State timber enterprises in Myanmar are thought to employ around 3,000 elephants, the majority dragging freshly cut trees through the dense jungle to transport hubs and mills.
Fewer than 50,000 Asian elephants remain in the wild, and fewer than 2,000 of them are found in Myanmar, according to 2018 figures from environmental group WWF.
Myanmar is home to the second-largest population of Asian elephants in the world behind India.
Elephants used in battle
At one PLA camp last week, around a dozen of the animals knelt in a line alongside their handlers before heading off on a march.
A CPB soldier clad in camouflage and carrying a rifle stepped up to the wooden platform on one elephant's back and the small herd rumbled off into the forest.
Old Burmese chronicles tell of kings fighting their rivals on the back of elephants and riding them into battle.
But Ni Ni Kyaw said it was not certain how the communists would use the animals in their battle against the military.
"We are worried that we are going to lose this treasure of our country, therefore, we will take care of them as best as we can," she said.
The PLA was providing rice and cooking oil to the elephant handlers — known as mahouts — and their family members, she added.
Myanmar has been in turmoil since the military ousted Aung San Suu Kyi's government and seized power in 2021.
The resulting military crackdown reignited clashes with long-established ethnic minority armed groups, as well as newly formed pro-democracy "People's Defence Forces".

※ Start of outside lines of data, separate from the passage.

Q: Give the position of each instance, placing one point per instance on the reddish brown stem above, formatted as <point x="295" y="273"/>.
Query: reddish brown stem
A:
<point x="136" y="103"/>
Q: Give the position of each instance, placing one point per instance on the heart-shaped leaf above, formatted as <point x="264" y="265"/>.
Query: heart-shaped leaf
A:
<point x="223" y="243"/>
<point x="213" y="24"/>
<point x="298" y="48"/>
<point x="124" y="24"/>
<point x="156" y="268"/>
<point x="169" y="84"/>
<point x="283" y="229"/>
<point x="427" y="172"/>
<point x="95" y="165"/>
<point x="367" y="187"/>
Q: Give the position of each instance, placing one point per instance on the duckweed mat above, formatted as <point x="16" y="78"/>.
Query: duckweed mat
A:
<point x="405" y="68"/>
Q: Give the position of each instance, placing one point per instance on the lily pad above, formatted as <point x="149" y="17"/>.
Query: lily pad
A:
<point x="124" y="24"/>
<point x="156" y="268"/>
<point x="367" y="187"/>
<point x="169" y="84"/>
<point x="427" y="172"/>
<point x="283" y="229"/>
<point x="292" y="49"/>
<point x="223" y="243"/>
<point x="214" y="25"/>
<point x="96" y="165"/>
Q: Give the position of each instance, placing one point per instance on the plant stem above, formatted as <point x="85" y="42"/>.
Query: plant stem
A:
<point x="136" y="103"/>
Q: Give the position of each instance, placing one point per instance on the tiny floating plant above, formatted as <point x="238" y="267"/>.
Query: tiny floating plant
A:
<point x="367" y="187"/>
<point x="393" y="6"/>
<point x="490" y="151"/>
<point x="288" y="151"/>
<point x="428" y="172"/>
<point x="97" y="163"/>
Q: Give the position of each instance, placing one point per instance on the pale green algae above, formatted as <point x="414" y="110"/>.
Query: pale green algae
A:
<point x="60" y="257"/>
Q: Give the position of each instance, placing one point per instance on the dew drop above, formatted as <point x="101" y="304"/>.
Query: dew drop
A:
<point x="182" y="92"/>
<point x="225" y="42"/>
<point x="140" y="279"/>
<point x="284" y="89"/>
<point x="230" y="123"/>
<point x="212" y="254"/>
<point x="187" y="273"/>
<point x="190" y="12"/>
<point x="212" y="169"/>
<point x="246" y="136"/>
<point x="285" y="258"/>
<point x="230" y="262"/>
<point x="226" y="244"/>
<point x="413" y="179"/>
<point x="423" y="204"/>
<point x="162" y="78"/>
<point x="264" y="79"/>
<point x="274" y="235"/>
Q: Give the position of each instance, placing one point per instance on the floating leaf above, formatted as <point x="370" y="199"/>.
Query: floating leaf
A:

The military has lost swaths of territory in the northern Shan state and around Mandalay to an alliance of the armed ethnic minority groups and PDFs battling to overturn the coup.
"Even our human beings have many difficulties due to the current fighting and there are a lot of displaced people," said Ni Ni Kyaw.
"Elephants have big bodies and they eat a lot, so they need a lot of space in the jungle."
She said once the war ended and a new government was installed, the army would give the animals to the forest department.
Rare twin elephants born
Last week, twin elephants were born on a timber camp in Myanmar.
Officials at the Wingabaw elephant camp in the Bago region, operated by the state-run Myanmar Timber Enterprise, said Pearl Sint and her brother Kway Pearl were now thriving after a challenging few days.
The camp's assistant manager, Myo Min Aung, said the pint-sized twins were around four inches shorter than the average calf.
This meant they were not tall enough to reach their mother's teat and feed.
"We helped them by putting small wooden blocks under their front legs and bringing their heads up to their mother's breast," he said.
On the third day, they were able to feed themselves and quickly showed their personalities.
While most elephants are used in Myanmar's timber industry, the animals at the Wingabow camp carry humans as tourist attractions.